Gluck perfectly encapsulated the dark, sarcastic commentary of Alison as she remembered her uncomfortable past: learning of her father’s affairs with younger men, being told that she could only wear dresses and, ultimately, her father dying by suicide. Caleb Stern ’23, who played Bruce Bechdel — Alison’s father — was also a memorable part of the performance. He managed to evoke sympathy from the audience despite playing a particularly unlikeable character, a testament to his well-rounded skills as an actor.

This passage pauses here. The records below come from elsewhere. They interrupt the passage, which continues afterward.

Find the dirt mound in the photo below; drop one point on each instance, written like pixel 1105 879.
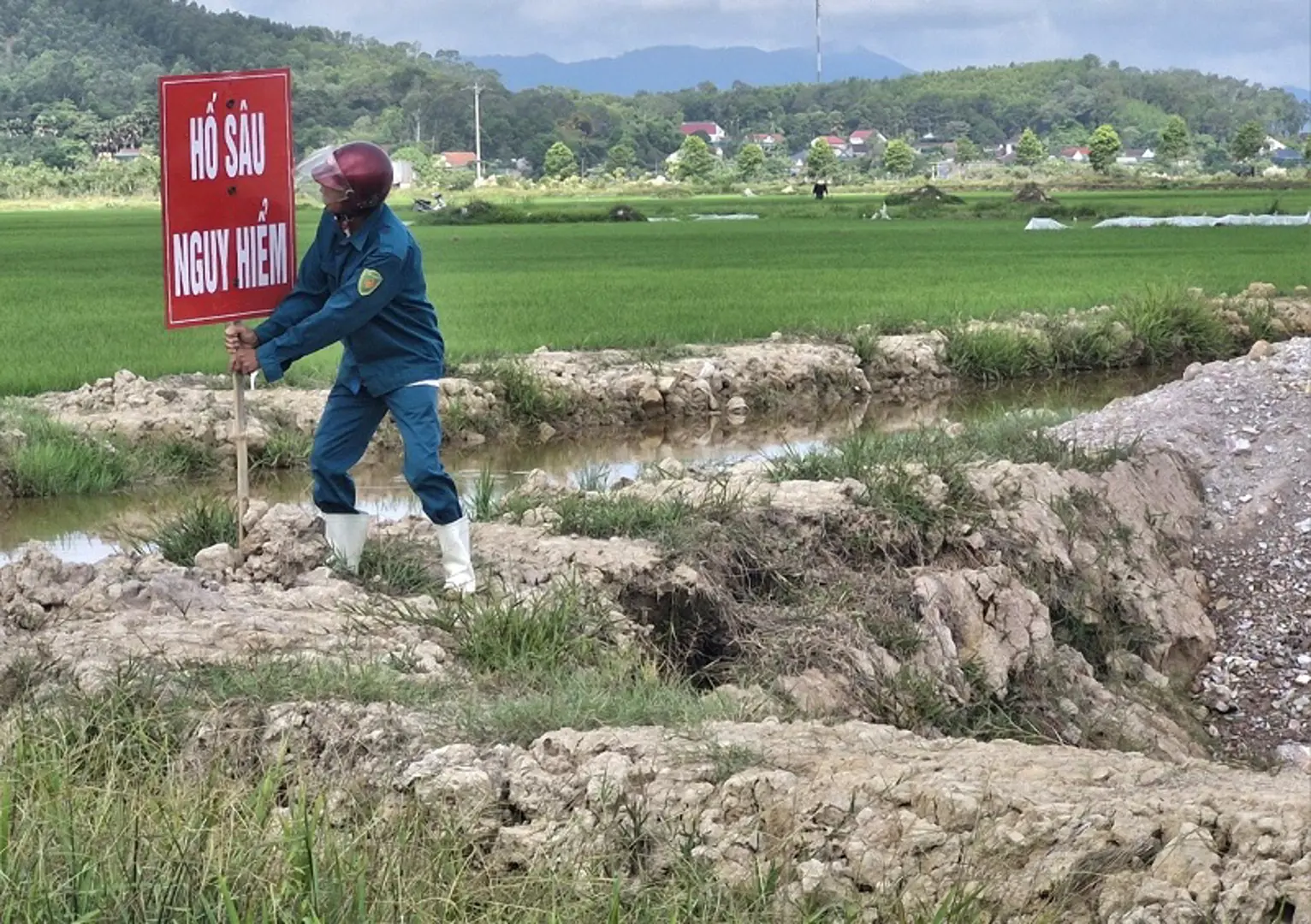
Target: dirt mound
pixel 839 812
pixel 1242 426
pixel 1035 194
pixel 927 194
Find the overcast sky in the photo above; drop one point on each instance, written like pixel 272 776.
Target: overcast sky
pixel 1266 41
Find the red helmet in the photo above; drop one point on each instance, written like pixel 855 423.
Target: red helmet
pixel 359 169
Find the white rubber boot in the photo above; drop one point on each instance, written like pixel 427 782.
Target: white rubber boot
pixel 347 534
pixel 456 561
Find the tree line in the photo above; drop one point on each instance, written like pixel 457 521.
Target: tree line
pixel 78 79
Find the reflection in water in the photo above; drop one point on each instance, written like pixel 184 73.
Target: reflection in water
pixel 86 530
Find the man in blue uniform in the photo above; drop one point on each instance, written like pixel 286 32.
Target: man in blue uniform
pixel 362 283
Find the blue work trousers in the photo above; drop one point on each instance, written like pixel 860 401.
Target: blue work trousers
pixel 347 425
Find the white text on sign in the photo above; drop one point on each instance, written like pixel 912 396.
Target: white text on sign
pixel 204 260
pixel 243 152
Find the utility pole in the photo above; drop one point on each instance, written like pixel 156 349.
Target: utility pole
pixel 478 128
pixel 818 51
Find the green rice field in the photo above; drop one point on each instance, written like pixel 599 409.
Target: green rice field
pixel 83 290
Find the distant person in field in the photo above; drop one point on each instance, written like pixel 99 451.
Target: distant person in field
pixel 362 285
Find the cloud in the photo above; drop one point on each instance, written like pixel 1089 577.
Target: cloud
pixel 1268 41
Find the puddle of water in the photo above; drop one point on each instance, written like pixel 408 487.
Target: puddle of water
pixel 91 529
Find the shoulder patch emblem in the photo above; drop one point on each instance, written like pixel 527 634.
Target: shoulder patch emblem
pixel 369 281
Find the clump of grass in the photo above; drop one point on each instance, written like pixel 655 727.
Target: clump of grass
pixel 201 524
pixel 603 515
pixel 623 692
pixel 674 522
pixel 1160 325
pixel 527 399
pixel 1022 438
pixel 44 458
pixel 400 568
pixel 179 459
pixel 50 459
pixel 530 637
pixel 483 505
pixel 1168 325
pixel 998 352
pixel 286 447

An especially chilling scene was when Medium Alison, played by Theresa Carr ’23, returned home from college to introduce her girlfriend to her parents. Though she expected them to be supportive of her coming out, her mother was short and curt in response, seemingly harboring the guilt of her husband’s affairs. Her mother, played by Kaiya Case ’22, then sang a soulful ballad called “Days and Days,” mourning the days she had lost because of her husband. Though it was a song filled with heavy subject matter, Case captured the intense emotional turmoil that a mother feels in protecting her children from hardships.

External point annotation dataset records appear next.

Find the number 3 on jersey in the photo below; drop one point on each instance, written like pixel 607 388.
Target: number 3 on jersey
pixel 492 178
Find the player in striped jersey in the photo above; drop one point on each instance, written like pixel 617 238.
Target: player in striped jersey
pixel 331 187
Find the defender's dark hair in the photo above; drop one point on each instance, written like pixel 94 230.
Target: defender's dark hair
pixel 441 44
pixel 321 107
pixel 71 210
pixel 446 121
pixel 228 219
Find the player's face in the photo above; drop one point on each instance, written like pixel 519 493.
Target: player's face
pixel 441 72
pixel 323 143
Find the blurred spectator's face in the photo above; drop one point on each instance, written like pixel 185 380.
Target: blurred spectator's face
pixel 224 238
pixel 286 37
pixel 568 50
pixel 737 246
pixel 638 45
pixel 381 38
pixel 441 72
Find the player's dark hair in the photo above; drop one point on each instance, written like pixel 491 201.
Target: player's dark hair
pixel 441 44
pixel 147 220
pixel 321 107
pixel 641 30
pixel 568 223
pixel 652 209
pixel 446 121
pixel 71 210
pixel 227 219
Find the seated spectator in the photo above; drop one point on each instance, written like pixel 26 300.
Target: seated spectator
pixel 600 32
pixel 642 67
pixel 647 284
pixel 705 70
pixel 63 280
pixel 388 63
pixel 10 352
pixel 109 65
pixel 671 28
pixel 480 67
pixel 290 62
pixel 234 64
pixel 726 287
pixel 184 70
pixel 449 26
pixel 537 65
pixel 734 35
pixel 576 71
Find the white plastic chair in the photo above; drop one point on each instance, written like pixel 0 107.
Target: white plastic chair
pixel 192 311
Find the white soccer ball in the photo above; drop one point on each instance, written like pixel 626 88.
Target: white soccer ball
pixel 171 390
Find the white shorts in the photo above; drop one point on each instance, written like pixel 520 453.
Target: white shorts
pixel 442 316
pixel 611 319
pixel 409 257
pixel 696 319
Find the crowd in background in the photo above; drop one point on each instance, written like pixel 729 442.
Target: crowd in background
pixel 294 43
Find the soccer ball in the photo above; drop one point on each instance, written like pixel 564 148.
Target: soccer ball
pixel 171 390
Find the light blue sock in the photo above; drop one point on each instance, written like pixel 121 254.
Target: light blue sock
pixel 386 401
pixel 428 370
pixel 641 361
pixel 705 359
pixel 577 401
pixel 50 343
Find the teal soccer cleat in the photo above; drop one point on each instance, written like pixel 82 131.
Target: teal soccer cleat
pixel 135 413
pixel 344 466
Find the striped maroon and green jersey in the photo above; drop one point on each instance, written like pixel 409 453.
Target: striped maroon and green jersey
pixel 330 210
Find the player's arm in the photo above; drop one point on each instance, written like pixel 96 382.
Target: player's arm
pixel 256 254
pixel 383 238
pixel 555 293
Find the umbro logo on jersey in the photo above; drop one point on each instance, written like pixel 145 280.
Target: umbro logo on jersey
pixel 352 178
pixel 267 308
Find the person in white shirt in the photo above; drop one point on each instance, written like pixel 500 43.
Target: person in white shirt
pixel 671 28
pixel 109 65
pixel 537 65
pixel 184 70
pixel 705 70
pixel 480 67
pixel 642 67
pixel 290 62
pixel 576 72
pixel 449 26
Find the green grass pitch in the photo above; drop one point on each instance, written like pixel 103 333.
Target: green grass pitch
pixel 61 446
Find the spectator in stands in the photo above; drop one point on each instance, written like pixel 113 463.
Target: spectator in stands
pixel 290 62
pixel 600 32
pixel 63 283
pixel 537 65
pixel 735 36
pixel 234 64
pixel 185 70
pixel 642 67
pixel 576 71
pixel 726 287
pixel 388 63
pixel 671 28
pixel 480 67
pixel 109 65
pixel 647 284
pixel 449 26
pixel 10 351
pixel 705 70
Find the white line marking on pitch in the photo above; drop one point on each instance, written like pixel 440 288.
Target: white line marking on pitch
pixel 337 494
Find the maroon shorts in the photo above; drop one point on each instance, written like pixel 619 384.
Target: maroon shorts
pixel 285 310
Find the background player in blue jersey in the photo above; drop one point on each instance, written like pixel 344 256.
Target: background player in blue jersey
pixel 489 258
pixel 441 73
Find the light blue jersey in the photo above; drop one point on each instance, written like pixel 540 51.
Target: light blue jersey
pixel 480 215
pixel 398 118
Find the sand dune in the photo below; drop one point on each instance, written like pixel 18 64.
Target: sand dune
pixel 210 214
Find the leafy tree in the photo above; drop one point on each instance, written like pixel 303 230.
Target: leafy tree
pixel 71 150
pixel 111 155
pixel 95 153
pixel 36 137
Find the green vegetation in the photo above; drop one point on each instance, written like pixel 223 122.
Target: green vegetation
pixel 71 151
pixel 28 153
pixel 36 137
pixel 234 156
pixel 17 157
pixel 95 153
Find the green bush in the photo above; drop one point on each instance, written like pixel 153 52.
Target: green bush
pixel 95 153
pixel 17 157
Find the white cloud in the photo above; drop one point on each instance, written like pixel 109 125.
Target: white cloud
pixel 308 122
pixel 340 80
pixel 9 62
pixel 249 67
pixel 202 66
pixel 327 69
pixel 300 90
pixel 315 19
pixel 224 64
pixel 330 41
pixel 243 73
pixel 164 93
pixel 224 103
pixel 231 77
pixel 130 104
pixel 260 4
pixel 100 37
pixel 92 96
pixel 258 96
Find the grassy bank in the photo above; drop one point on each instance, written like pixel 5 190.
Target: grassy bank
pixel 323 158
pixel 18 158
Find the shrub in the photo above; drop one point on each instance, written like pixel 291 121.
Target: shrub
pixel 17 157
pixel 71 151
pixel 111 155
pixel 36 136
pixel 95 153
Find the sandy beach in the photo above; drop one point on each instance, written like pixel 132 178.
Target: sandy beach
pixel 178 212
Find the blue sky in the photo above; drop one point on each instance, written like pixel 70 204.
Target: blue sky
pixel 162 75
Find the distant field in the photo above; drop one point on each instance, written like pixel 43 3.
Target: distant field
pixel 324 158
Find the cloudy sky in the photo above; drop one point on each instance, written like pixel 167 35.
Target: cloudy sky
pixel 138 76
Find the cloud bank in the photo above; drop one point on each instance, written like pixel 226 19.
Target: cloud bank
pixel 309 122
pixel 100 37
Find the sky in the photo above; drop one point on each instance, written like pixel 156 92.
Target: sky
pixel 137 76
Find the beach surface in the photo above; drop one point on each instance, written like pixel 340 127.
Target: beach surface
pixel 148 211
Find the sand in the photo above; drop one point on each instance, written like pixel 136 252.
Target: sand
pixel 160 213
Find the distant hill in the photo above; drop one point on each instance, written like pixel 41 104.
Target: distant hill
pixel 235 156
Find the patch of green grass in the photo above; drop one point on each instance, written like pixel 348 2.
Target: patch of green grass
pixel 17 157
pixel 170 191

The show’s music, written by Jeanine Tesori and conducted by Jana Heckerman ’22, was one of the notable highlights of the night. Moments of intense anguish for the Bechdel family were juxtaposed against scenes of carefree happiness through songs like “Raincoat of Love,” which helped showcase the production’s ironic sense of humor, and the sudden crippling loss of childhood innocence.
Autumn Gomez-Tagle ’22, who directed the production, was proud of the way the show turned out.
“Fun Home is one of those rare stories that resonates with something true in just about everyone who reads or watches it,” she wrote in a message to the Collegian. “I felt the weight of that truth on my shoulders as I worked on this production, and I didn’t want to let anyone down. I’m thankful to say that with a brilliant team and unbelievable cast I truly think we made something beautiful.”
Overall, the musical served as a moving revival of KCP’s productions. The campus had definitely felt a void without these productions for the past two years, as evidenced by the weekend full of sold-out performances. I was glad to make it out to witness the last KCP musical of my college experience.